If an employee is dismissed, they have the right to be given the appropriate amount of notice as laid down under the Employment Rights Act 1996 or with the provisions in their Contract of Employment. If an employee resigns, they will also need to provide notice to you.
The law sets out the minimum notice periods for employers – the length of these notice periods will hinge on how long the employee has worked for you.
An employer must provide one week’s notice if the employee has worked for the employer on a continuous basis for one month or more, but less than two years.
You must provide two weeks’ notice if the employee has worked for you on a continuous basis for at least two years and an extra week for each further year of completed service, up to 12 weeks’ notice.

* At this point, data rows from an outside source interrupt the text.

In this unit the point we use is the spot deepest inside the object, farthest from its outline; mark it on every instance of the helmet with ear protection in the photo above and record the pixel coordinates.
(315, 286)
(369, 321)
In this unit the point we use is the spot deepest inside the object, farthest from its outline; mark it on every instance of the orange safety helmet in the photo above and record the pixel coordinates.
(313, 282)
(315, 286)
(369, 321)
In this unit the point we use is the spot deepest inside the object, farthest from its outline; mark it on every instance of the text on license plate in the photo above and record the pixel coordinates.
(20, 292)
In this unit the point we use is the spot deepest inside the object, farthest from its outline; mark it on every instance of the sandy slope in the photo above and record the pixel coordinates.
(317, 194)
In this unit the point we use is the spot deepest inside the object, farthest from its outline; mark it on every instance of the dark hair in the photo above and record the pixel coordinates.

For employees, the statutory minimum notice period for any employee who has worked for at least one month is one week. Unlike the case with employer’s notice periods, length of service has no bearing.
Below is an overview of some key policies that should be included in your Handbook.
Notice should be included in the employee’s Contract of Employment. If you entered into an employment relationship verbally, employers are still required to provide each employee whose employment is to continue for more than one month with a ‘statement of written particulars of employment’. This must be provided within two months of the employee’s start of employment.
The contractual notice period can be equal to or longer than the statutory notice period, but never shorter. If the employer sets out a longer contractual notice period, the contractual period will prevail over the statutory notice period.
Longer notice periods will make particular sense for those employees performing highly critical, specialised or senior roles as a longer notice period will give you more time to find a replacement or train someone internally to do the job.
Dismissal without notice or a shorter notice period
There may be times when you dismiss someone and do not need to provide them with notice.
This will be the case if the employee has committed an act of gross misconduct, for example, theft, violence or fraud. In your disciplinary policy, you should give clear examples of what constitutes gross misconduct and what the possible consequences can be. In any case, it is not just a case of saying “you’re fired”, you will need to need to follow a fair procedure to ensure the dismissal is fair.
Where the parties both agree, the Contract of Employment can be terminated with no notice or a much shorter notice period.
If a Contract of Employment is for a fixed-term period, the contract will automatically terminate when the period ends. The non-renewal of a fixed-term contract constitutes a dismissal in law. This means that they may be able to claim unfair dismissal if they have over two years’ service.
The employee’s Contract of Employment may also expressly have a provision that permits making a payment in lieu of notice, known as a PILON.